Le prime donne laureate in Italia

Per comprendere appieno il ruolo femminile nell’istruzione è importante anche ripercorrere la storia delle prime donne laureate in Italia, le prime ad essersi affermate in un mondo a forte connotazione maschile.

Stupisce il fatto che tra le prime a laurearsi al mondo troviamo proprio delle donne italiane, vissute tra la fine del XVII e il XVIII secolo. La prima in assoluto fu Elena Cornaro Piscopia, una giovane appartenente a una famiglia nobile veneziana, che dovette affrontare un percorso tutt’altro che semplice prima di arrivare a laurearsi in filosofia all’Università di Padova nel 1678.

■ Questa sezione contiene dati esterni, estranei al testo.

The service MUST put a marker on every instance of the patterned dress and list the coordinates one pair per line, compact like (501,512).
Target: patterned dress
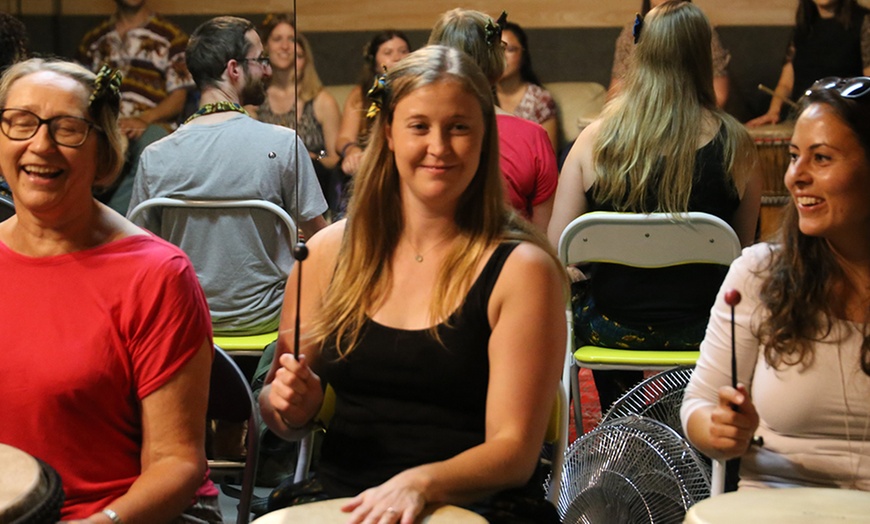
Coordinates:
(151,58)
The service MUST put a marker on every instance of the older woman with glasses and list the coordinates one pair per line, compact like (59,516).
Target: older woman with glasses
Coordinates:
(802,330)
(106,333)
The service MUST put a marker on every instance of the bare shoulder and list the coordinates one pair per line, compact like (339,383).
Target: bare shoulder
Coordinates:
(531,265)
(354,100)
(325,101)
(325,244)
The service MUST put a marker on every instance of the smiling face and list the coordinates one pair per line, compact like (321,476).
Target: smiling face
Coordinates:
(253,91)
(390,52)
(46,177)
(513,54)
(829,177)
(281,46)
(436,136)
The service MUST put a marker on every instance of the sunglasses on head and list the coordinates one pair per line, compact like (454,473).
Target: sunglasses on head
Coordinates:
(855,87)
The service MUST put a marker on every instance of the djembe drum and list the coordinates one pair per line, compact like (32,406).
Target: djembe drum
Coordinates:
(783,506)
(772,142)
(329,512)
(30,490)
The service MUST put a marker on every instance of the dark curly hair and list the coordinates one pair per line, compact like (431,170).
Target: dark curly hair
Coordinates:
(13,41)
(800,291)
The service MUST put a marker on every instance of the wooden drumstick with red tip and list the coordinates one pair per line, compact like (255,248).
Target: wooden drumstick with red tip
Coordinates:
(732,298)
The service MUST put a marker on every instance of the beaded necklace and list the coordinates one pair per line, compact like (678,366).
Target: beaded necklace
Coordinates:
(217,107)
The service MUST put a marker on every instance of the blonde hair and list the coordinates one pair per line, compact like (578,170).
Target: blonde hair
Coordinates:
(465,30)
(112,144)
(310,85)
(363,277)
(647,142)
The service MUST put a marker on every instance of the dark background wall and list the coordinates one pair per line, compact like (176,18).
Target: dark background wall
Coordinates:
(561,54)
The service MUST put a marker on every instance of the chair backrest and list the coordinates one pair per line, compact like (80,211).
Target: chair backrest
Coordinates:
(143,213)
(649,240)
(7,207)
(230,399)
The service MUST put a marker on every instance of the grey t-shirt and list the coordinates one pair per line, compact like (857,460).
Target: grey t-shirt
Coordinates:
(242,258)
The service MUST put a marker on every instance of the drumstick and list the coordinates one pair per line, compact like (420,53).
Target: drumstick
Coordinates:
(732,298)
(771,92)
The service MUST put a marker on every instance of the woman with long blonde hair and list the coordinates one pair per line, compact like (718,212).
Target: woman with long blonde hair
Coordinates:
(661,145)
(432,313)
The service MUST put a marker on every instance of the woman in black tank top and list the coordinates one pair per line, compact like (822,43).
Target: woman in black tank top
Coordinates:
(435,315)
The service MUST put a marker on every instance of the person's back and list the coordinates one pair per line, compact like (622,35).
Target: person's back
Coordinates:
(661,146)
(242,257)
(221,153)
(529,169)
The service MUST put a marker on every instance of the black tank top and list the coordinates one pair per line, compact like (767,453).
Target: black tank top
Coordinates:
(403,399)
(671,295)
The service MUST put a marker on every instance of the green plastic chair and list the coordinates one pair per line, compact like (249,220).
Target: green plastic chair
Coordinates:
(652,240)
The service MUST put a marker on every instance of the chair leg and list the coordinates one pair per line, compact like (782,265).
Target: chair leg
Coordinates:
(576,398)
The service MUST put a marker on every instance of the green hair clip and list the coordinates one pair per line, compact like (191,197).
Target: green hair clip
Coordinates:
(377,94)
(107,87)
(493,30)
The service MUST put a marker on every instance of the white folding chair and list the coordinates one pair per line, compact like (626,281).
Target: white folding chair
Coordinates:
(652,240)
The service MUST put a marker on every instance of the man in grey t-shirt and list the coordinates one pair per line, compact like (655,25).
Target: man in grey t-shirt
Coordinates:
(221,153)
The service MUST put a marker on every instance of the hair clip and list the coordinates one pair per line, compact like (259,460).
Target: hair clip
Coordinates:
(493,30)
(377,94)
(107,87)
(638,26)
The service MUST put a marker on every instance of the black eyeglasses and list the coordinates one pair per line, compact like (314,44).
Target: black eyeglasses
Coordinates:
(69,131)
(262,60)
(853,88)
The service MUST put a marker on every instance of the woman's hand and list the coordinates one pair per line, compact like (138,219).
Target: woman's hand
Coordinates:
(765,119)
(398,500)
(350,163)
(733,422)
(296,393)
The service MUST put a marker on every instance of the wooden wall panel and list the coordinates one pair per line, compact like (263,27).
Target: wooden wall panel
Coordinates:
(365,15)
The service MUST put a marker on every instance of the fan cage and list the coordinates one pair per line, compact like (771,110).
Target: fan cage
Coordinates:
(633,469)
(658,397)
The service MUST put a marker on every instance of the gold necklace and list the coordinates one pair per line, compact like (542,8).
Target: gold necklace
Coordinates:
(419,256)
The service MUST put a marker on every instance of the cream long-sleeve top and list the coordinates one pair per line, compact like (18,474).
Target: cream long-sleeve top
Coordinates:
(815,419)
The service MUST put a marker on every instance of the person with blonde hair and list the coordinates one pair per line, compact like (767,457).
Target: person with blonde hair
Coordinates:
(527,158)
(379,54)
(435,316)
(624,50)
(661,145)
(106,334)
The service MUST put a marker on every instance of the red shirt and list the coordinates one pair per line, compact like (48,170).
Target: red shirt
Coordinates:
(85,337)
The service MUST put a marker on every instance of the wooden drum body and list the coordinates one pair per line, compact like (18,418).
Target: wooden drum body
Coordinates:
(329,512)
(783,506)
(772,143)
(30,490)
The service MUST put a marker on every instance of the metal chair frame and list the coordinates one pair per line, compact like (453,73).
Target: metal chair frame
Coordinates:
(230,399)
(652,240)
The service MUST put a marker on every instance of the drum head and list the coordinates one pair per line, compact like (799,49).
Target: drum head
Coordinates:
(783,506)
(30,490)
(329,512)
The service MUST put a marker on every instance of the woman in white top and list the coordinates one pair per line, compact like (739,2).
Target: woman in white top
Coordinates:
(801,330)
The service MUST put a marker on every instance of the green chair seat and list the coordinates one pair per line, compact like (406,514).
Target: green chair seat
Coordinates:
(594,357)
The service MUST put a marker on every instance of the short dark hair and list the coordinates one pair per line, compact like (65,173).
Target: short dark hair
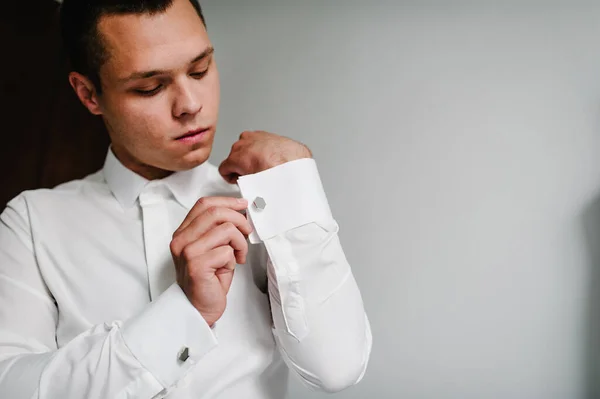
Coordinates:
(82,42)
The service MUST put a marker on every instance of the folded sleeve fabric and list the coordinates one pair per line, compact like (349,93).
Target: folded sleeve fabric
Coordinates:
(143,357)
(319,320)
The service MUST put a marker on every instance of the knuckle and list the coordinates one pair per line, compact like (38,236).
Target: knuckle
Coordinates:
(213,211)
(187,254)
(202,202)
(174,246)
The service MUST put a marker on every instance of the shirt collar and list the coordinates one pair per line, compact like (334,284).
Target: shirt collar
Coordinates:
(126,185)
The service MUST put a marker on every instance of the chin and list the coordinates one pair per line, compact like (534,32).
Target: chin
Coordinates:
(193,159)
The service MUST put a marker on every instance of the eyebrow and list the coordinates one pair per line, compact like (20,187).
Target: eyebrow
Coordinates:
(149,74)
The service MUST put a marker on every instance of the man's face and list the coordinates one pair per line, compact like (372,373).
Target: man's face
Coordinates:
(160,98)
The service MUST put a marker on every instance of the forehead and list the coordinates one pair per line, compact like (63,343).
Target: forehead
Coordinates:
(142,42)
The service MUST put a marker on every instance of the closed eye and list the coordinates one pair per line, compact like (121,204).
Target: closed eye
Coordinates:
(199,75)
(150,92)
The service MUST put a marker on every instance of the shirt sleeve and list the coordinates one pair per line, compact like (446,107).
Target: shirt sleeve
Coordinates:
(142,357)
(320,324)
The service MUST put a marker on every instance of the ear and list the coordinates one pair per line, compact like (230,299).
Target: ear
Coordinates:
(85,90)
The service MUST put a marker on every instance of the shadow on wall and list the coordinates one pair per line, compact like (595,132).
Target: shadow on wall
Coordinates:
(591,357)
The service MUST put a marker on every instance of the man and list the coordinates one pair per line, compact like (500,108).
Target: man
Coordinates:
(138,281)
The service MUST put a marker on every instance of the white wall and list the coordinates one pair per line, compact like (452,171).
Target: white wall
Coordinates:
(460,148)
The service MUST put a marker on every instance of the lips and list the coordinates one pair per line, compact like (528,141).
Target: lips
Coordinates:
(192,133)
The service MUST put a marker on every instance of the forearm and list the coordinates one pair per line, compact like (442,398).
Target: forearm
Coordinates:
(136,358)
(320,323)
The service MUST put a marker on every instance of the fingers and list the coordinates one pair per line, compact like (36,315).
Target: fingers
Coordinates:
(230,170)
(212,218)
(203,204)
(226,234)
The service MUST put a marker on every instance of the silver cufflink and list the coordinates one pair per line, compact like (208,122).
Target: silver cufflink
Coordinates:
(259,203)
(184,354)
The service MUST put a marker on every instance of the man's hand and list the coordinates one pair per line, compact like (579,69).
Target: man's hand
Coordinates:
(258,151)
(206,248)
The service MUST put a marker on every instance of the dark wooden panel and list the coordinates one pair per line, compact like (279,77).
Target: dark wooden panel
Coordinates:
(47,136)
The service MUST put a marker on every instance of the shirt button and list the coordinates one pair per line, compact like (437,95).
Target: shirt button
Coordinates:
(184,354)
(259,203)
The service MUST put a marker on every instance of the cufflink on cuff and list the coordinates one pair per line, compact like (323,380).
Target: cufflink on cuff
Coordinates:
(259,203)
(184,354)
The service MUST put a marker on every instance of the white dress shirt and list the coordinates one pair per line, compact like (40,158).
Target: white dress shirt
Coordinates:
(89,307)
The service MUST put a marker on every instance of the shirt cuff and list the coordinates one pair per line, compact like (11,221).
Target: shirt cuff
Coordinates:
(160,334)
(289,195)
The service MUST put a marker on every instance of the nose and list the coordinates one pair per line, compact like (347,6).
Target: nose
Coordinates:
(187,102)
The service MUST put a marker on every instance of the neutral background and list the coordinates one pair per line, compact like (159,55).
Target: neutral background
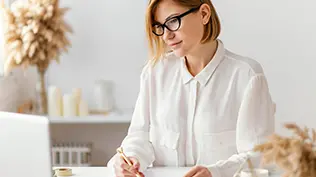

In quegli anni, d’altra parte, le uniche facoltà accessibili alle donne erano filosofia, teologia e medicina. Come Cornaro Piscopia, si laurearono in filosofia anche Laura Bassi, che fu anche la prima titolare di una cattedra universitaria a Bologna, e Cristina Roccati, la prima studentessa “fuori sede”, che da Rovigo si trasferì a Bologna per intraprendere gli studi.

La prima italiana laureata in giurisprudenza fu invece la ligure Maria Pellegrina Amoretti.

Le prime donne laureate in medicina in Italia

Capitolo a parte merita la laurea in medicina: la prima a ottenerla in Italia fu Ernestina Paper, nativa di Odessa, che si laureò nel 1877 all’Università di Pisa. Non è un caso che la prima laureata fosse straniera: in Italia, infatti, all’epoca non esistevano licei femminili e senza il diploma di liceo non era possibile accedere all’università.

Fino a inizio Novecento non era vista di buon occhio la frequentazione delle università da parte delle donne, tanto più in materie scientifiche come la medicina. Il ruolo della donna era ancora legato a quello di casalinga, moglie e madre, lontano da quello moderno di donna in carriera.

Bisognerà aspettare l’arrivo di figure come Maria Montessori e, in seguito, Rita Levi Montalcini per iniziare a ribaltare i canoni del passato e a dare il via a un nuovo slancio nella storia delle donne. Una strada che, tuttavia, risulta ancora oggi in salita.